According to new research, family violence can have the same impact on children’s brains as battlefield danger has on soldiers.
The research – which was conducted by experts from University College London (UCL) and the Anna Freud Centre – also shows that children who grow up around family violence may be more prone to mental health problems in later life, especially anxiety and depression.
Representing UCL's Division of Psychology and Language Sciences, lead author Dr Eamon McCrory, spoke to the journal, Current Biology. He said: "We are only now beginning to understand how child abuse influences functioning of the brain's emotional systems.”
"This research is important because it provides our first clues as to how regions in the child's brain may adapt to early experiences of abuse in the home.
"Enhanced reactivity to a biologically salient threat cue such as anger may represent an adaptive response for these children in the short term, helping keep them out of danger. However, it may also constitute an underlying neurobiological risk factor increasing their vulnerability to later mental health problems, and particularly anxiety.

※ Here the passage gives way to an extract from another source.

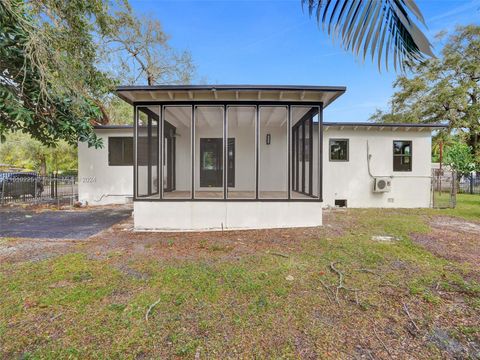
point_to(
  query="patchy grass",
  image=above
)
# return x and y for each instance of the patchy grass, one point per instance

"The next step for us is to try and understand how stable these changes are. Not every child exposed to family violence will go on to develop a mental health problem; many bounce back and lead successful lives. We want to know much more about those mechanisms that help some children become resilient."
Magnetic resonance imaging brain scans were conducted on 20 children from the London area, who had an average age of 12. All of the participants had been exposed to domestic violence and have since been referred to social services.

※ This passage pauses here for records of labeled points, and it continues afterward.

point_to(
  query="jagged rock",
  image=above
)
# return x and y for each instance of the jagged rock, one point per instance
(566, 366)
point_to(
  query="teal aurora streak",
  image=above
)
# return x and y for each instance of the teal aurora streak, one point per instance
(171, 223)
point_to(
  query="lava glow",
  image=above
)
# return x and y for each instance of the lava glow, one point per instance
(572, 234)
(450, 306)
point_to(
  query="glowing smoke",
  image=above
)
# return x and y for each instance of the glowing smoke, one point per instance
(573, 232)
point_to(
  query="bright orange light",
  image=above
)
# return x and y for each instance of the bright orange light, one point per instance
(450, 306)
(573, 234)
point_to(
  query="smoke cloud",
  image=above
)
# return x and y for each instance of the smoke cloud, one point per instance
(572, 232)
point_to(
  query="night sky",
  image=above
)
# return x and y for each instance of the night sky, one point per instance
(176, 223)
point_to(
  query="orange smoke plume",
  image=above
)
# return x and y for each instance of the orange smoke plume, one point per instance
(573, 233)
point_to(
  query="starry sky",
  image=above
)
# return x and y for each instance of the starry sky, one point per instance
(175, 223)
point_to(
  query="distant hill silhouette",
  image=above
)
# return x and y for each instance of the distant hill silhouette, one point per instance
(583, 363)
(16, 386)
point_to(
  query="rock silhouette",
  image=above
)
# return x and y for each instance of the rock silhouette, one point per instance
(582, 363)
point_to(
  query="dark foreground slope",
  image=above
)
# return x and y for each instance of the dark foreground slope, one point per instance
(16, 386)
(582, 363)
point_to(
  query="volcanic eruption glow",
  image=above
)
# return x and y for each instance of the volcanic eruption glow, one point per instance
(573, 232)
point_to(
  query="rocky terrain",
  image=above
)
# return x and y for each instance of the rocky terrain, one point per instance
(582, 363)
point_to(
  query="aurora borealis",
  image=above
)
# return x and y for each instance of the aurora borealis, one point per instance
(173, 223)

While the children were in the scanner, they were shown pictures of faces – both male and female – with sad, calm or angry expressions. Their patterns of brain activity were recorded and compared to those of 23 children with no history of domestic violence.
The angry faces had a distinct impact on the brains of children who had been exposed to domestic violence.
According to previous studies, similar patterns are shown in the brains of soldiers who are exposed to violence. They, as well as children who witness domestic violence, tune their brains to be hyper-aware of danger around them.